The Underwriting is a fast-paced corporate thriller, and the ultimate clash between Silicon Valley and Wall Street. The popular dating app HOOK is about to be floated and the players are lined up—the investment bankers, the tech nerds, a billionaire playboy and a woman scorned. Step behind closed doors into a world of sex scandals, power plays and shady trading. It’s the dangerous and thrilling place where The Social Network meets The Wolf of Wall Street

Don’t Get Me Wrong is a sparkling and witty romantic comedy with a big heart. Kim has never grasped what her free-spirited sister Eva sees in a stuck-up banker like Harry and has spent her life trying to keep him out. But when things go wrong, long-buried secrets come to a head in ways that will change both Harry and Kim forever. We reckon this would be great for the Richard Curtis (Four Weddings and a FuneralLove ActuallyAbout Time) fans­!
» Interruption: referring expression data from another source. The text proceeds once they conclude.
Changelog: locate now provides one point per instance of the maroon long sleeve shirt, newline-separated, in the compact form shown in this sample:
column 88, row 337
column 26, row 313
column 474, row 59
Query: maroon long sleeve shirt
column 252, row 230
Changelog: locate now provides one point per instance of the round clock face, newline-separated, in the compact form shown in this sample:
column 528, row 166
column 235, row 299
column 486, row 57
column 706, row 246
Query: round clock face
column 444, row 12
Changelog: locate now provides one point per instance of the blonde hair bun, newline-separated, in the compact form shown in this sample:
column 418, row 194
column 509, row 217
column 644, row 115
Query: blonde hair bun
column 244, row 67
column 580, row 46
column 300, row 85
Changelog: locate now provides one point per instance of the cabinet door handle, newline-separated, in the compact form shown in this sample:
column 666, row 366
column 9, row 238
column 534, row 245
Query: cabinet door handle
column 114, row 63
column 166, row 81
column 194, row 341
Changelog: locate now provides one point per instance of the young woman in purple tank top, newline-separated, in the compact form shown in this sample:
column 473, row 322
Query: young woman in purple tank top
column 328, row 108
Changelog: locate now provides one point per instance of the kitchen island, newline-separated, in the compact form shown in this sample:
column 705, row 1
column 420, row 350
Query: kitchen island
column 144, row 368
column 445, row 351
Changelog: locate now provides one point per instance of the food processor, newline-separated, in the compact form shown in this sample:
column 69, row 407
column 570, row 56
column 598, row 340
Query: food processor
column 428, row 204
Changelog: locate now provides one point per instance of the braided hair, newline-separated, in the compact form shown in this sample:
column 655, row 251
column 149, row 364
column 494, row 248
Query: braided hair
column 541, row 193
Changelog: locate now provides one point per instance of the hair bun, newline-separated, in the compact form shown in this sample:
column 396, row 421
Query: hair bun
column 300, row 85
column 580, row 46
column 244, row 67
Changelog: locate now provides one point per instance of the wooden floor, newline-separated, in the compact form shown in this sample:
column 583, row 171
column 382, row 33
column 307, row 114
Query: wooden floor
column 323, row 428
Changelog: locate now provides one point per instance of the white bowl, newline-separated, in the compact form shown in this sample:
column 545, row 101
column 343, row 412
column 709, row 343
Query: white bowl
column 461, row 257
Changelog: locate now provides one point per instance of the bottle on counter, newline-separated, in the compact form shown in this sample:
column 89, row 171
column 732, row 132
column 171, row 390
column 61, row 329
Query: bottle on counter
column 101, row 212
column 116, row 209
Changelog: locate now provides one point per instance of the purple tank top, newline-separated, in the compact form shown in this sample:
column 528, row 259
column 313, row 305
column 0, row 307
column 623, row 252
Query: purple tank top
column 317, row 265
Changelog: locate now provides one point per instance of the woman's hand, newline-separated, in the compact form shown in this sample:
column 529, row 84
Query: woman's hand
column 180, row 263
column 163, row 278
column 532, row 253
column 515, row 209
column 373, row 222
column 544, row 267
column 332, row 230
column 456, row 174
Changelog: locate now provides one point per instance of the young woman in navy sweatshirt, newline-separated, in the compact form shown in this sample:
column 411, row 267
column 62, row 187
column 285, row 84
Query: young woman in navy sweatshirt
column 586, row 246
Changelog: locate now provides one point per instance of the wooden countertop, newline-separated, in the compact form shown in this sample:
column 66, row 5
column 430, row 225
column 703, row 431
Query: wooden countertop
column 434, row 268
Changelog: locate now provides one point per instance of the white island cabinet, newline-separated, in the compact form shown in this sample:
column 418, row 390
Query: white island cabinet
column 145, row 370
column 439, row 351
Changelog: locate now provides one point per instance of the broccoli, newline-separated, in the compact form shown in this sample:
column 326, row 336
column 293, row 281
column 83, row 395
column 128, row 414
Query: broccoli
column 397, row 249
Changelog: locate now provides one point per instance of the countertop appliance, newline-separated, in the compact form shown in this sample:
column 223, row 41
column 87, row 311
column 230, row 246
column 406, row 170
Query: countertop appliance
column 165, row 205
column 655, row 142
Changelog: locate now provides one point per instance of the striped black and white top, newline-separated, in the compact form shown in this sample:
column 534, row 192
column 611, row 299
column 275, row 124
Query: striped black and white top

 And for the young and young-at-heart, Molly and Pim and the Millions of Stars is a whimsical children’s story ripe for animation. It has magic and adventure, and asks questions about how we care for our environment and what it means to live an authentic life—themes that will resonate with viewers and readers of all ages. There are a host of wonderful characters: the adventurous and complex Molly, the maverick Pim, Molly’s ethereal and strange mother, the mean-spirited and unimaginative Ernest and Prudence Grimshaw, the aloof cat Claudine and the loyal dog Maude. Perfect for animation treatment in the style of Pixar or Studio Ghibli.

Which books would you like to see made into a film? And who do you think would be the perfect Don Tillman?